Craig Curry

Profile
- Position: Quarterback

Personal information
- Born: August 5, 1950 (age 75)
- Listed height: 6 ft 2 in (1.88 m)
- Listed weight: 200 lb (91 kg)

Career information
- High school: Carver, Coral Gables (FL)
- College: Minnesota
- NFL draft: 1972: 8th round, 207th overall pick

Career history
- Miami Dolphins (1972)*;
- * Offseason or practice squad member only

Awards and highlights
- Second-team All-Big Ten (1971);

= Craig Curry (quarterback) =

American football player (born 1950)

Craig Curry (born August 5, 1950) is an American former college football player who was a quarterback for the Minnesota Golden Gophers from 1969 to 1971. He grew up in Coral Gables, Florida, and attended Coral Gables Senior High School. Curry was one of the most highly recruited high school quarterbacks in the country. With Minnesota, he led the Big Ten Conference in 1971 with 2,071 yards of total offense. He tried out with the Miami Dolphins of the National Football League (NFL) in 1972.
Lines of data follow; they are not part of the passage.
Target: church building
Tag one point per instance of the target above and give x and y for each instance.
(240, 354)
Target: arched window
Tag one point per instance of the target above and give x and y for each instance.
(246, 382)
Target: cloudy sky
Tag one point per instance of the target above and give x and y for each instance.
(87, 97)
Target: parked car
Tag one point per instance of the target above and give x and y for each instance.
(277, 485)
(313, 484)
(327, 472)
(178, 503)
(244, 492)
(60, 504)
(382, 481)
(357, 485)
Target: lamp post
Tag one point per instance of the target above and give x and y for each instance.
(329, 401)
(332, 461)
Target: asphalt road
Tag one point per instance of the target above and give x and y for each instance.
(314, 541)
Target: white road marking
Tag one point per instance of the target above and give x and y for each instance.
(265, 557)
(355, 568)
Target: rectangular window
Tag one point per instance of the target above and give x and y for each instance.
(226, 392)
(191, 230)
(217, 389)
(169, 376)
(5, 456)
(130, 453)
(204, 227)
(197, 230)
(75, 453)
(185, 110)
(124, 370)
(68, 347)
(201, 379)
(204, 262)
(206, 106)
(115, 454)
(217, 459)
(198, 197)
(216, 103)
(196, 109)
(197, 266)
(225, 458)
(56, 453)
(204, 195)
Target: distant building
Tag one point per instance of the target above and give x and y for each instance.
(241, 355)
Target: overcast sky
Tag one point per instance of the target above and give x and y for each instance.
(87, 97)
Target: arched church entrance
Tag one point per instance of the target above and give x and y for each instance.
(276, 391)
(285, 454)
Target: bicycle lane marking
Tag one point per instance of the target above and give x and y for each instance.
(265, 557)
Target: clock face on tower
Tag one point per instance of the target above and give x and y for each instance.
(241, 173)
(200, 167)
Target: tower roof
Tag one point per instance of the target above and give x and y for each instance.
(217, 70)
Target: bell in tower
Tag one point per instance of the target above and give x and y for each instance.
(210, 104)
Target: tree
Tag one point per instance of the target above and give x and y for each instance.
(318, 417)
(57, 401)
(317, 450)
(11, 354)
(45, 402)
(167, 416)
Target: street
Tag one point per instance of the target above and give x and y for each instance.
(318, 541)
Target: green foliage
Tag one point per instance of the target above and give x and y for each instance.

==Early life and education==
Curry attended Carver High School until integration forced him to choose between all-black Mays High School or Coral Gables Senior High School. Curry chose to cross the color line and attend Gables, where he became known as "The Negro Quarterback". After going 7-3 in his junior year, as a senior Curry lead his team to a 13-0 record, winning Florida's large school state championship, and eventually being named "The Team of The Century" by the Florida High School Athletic Association.
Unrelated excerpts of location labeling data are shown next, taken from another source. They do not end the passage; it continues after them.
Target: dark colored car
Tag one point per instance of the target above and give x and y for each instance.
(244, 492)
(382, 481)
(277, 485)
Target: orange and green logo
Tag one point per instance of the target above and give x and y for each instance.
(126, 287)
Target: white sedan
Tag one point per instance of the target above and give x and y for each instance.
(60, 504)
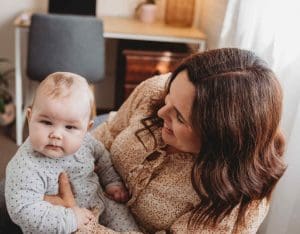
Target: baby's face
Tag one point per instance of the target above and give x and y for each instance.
(57, 125)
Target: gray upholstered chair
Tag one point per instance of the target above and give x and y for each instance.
(62, 43)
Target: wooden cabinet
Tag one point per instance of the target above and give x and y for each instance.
(141, 65)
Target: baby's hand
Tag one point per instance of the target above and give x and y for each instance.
(83, 216)
(117, 193)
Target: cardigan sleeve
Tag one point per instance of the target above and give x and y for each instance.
(254, 217)
(118, 121)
Coach Nick Kotys endured much criticism for starting a black quarterback, as at the time they were not considered qualified for the position, but still started Curry for two years. After the team won the national championship in 1967, Kotys stated that "Craig does all the thinking. I only nod OK.".

A Coral Gables High School guidance counselor advised him to drop science classes, because of the weakness of his math from Carver. Curry then devoted himself to football at the expense of academics, a decision he regretted later in life. He wanted to attend the University of Miami, but because of death threats, chose to attend the University of Minnesota, where he earned a degree in psychology.

==Career==
Curry was selected in the eighth round of the 1972 NFL draft by the Miami Dolphins. After being cut, he considered suicide. He then went to work for IBM for the next 16 years and then served as an academic advisor for athletes at the University of Michigan and director of the Center for the African-American Male at Albany State University. He later served as athletic director of the University of Arkansas-Pine Bluff.